Fico hatte als Oppositionspolitiker lautstark kritisiert, dass die Slowakei sich deshalb nicht mehr selbst verteidigen könne, und den Slogan ausgegeben: „Keine Patrone mehr für die Ukraine!“Neben den starken Sprüchen ging meist der Zusatz unter, dass dies nur für Bestände der slowakischen Armee gelte, während man in „Verträge auf kommerzieller Basis“nicht eingreifen wolle.

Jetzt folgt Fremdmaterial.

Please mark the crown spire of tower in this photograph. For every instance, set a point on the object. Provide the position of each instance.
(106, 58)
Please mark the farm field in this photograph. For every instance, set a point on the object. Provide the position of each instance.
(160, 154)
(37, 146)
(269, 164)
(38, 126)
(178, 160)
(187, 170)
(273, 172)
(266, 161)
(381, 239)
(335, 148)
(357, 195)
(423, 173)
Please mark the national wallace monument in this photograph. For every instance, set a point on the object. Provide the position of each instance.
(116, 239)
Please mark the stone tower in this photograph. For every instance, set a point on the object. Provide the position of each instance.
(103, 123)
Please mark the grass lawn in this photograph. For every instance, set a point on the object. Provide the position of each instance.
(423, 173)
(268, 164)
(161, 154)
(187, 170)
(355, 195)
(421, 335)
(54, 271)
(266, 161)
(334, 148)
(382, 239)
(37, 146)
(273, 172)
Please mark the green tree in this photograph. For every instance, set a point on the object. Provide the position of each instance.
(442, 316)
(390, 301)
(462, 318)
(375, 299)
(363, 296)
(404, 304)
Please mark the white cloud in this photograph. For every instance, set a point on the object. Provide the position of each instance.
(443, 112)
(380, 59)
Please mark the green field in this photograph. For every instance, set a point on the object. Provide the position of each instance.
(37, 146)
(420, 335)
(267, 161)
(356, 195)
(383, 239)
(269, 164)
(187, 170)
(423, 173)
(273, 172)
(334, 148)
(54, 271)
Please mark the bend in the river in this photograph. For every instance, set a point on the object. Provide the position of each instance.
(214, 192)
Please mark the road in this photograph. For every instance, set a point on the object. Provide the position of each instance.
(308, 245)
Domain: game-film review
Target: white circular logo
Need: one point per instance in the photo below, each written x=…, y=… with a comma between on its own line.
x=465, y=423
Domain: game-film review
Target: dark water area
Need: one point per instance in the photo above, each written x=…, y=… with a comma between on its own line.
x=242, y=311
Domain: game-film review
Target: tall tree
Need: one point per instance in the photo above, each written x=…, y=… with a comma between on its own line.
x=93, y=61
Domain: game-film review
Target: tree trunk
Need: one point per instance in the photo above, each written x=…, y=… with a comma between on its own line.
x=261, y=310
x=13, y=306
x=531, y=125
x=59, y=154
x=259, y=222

Auf der einen Seite schwärzten Ficos Gegner den Linkspopulisten in Brüssel als gefährlichen „PutinFreund“auf den Spuren von Ungarns Viktor Orbán an. Ficos Anhänger in Kleinstädten und Randregionen wollten indes die Zwischentöne nicht hören. Denn sie passten nicht zu ihren Erwartungen, dass Fico eine Verwicklung der Slowakei in einen Krieg gegen Russland verhindern und dafür wieder mehr in den Sozialstaat investieren werde.
„Kommerzielle Verträge“
Tatsächlich aber läuft die slowakische Rüstungsindustrie, und zwar auch die staatliche, ungebrochen auf Hochtouren und produziert zum Beispiel Panzerhaubitzen und Munition für das ukrainische Militär und repariert dessen beschädigte Panzer – allerdings alles „auf Basis kommerzieller Verträge“. Auch auf zwischenstaatlicher Basis sind „nicht tödliche“und trotzdem für den Abwehrkrieg der Ukraine nützliche Kooperationen wie zum Beispiel Minenräumung oder Stärkung der von Russland bombardierten Energie-Infrastruktur nach wie vor intakt.